My favorite quote from the "his thong" description:
"As chocolaty pressies go, it has to beat a selection box hands down."

And my favorite quote from the "her thong" description:
"This unusual piece of lingerie is guaranteed to give both partners a treat, although of very different kinds."

I thought that BOTH were for him!?

What's that saying? It melts in your mouth, not in your hands? Eeeeeeeeewwwwwww!

There's some thong happenin' here
What it is ain't exactly clear
There's a man with a thong, over there
Tellin' me I got to beware

Sorry, it's just what popped into my little head.


Wow. 75 posts and no chocolate covered nuts pun yet. Is the blog suffering from an outbreak of good taste?

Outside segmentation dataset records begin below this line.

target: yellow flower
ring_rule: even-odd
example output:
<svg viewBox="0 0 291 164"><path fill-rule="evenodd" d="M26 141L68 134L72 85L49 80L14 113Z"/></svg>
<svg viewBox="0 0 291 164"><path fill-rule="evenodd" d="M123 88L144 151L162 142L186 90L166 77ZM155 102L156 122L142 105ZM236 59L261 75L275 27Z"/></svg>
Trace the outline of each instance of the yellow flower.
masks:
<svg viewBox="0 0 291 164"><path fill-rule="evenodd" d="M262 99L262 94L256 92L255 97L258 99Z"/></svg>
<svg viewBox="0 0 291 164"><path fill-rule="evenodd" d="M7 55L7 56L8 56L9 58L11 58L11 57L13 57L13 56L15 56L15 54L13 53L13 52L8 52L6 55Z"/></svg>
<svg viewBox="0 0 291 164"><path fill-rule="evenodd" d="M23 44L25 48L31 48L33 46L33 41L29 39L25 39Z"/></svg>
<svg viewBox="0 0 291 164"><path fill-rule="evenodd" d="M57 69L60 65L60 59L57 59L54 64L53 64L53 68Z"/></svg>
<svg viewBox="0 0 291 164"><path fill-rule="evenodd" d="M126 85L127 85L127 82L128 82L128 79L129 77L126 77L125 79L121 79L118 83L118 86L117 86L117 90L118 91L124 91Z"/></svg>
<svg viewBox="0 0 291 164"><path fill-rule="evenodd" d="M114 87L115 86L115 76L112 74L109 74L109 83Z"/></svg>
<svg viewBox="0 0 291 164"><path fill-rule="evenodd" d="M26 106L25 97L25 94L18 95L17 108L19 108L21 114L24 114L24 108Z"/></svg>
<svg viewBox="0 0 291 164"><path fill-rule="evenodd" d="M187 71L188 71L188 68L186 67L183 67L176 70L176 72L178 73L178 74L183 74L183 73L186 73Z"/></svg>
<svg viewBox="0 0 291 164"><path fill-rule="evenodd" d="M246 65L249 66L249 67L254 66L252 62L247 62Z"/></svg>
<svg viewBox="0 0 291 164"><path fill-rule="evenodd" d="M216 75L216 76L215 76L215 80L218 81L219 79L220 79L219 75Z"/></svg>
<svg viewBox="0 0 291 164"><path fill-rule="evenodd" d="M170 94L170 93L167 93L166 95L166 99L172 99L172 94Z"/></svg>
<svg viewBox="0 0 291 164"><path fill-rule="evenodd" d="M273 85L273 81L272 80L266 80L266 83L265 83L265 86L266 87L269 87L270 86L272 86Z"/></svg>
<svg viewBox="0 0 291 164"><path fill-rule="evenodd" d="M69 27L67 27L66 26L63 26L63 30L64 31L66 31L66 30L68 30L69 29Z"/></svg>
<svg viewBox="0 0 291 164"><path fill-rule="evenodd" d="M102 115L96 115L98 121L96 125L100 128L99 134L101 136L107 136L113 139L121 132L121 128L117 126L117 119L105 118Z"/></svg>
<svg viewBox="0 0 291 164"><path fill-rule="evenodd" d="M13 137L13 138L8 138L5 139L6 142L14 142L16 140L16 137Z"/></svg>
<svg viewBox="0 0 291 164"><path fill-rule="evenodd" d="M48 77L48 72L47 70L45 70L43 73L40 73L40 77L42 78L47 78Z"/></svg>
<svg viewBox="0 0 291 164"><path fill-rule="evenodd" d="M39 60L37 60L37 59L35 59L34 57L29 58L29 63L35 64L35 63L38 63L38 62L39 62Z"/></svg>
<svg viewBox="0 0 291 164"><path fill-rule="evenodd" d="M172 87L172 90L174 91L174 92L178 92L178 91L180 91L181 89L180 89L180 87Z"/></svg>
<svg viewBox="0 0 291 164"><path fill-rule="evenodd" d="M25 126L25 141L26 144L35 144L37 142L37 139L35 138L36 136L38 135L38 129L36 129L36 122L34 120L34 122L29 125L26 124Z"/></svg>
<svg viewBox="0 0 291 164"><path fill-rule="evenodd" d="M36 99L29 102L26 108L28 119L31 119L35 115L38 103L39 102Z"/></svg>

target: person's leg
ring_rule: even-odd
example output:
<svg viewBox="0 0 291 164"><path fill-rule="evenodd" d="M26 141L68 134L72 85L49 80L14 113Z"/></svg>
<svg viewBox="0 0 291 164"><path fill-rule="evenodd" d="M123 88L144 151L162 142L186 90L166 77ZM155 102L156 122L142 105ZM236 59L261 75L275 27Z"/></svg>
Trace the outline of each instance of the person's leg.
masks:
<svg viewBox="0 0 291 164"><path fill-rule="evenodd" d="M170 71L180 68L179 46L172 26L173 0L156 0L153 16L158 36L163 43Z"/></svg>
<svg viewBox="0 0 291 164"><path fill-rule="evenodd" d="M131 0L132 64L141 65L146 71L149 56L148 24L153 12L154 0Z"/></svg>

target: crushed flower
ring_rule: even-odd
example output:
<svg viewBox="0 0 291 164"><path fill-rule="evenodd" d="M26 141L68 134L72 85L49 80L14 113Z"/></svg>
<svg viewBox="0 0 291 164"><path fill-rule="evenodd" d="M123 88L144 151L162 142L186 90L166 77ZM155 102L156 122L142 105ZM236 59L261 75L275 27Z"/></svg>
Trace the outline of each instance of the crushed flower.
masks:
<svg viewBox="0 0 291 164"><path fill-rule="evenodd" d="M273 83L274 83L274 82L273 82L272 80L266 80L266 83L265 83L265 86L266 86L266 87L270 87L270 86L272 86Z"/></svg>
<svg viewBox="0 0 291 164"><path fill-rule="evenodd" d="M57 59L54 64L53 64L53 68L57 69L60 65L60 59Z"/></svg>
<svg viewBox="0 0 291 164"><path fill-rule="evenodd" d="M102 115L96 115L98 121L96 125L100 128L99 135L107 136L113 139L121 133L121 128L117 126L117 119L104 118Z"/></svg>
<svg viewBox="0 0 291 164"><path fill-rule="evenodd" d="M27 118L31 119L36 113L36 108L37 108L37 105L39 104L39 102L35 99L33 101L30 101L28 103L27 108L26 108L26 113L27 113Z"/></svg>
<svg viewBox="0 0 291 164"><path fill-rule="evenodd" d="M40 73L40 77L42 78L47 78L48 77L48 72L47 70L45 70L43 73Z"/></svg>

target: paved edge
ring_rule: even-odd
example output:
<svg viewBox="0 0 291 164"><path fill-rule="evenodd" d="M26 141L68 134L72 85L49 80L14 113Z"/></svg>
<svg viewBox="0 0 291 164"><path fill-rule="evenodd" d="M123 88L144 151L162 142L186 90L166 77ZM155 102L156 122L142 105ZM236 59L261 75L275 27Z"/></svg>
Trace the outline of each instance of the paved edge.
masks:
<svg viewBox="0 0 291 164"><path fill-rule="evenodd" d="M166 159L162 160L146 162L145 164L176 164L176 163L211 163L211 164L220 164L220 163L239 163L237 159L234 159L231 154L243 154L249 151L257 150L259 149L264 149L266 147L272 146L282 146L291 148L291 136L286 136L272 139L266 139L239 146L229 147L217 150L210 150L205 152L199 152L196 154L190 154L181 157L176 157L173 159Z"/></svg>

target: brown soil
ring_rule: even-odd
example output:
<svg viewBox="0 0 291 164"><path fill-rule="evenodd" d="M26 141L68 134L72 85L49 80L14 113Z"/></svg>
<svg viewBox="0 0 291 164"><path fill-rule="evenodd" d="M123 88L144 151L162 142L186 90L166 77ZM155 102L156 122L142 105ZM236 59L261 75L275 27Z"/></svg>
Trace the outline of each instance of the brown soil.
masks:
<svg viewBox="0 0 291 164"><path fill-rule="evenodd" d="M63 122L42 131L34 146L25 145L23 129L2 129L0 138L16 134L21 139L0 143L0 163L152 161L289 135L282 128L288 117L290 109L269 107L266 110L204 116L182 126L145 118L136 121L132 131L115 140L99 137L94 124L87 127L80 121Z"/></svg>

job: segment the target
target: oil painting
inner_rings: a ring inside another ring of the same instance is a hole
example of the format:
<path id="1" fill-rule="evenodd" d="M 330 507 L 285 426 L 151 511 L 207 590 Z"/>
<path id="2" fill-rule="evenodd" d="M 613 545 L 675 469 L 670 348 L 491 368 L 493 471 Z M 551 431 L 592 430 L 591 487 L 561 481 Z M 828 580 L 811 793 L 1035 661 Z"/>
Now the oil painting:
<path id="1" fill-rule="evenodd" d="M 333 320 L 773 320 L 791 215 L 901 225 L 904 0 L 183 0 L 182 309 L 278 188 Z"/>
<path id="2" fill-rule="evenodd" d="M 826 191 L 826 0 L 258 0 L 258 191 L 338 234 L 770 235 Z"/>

For another place name, I live just down the road from Cumming, GA.

Buffalo Springfield earworm - hmmmm - could be worse

Which side is the front?

LMAO! Okay, I hope you don't mind if I post this link over at my site...

I do have to say, this adds a whole new meaning to "edible" underwear!

Not necessarily a good one either...don't get me wrong. I LOVE chocolate in the worst way, BUT...this just spells M-E-S-S all over it!

Looks like a toilet seat which would explain the brown color..........nevermind.

Barbara: "I love chocolate in the worst way."

This has got to be the worst way!

The one with the hole is for women, right?

kibby- no, I think the one for the women is definitely FOR the women, if you get what I'm saying...encouragement for ...you know.

what kind of sandwich were we calling that?

OK, got a refresher in the other post. Turkey sandwich. Good opportunity for him to give you one.

Or. For him to hmmmmm in your hmmmm.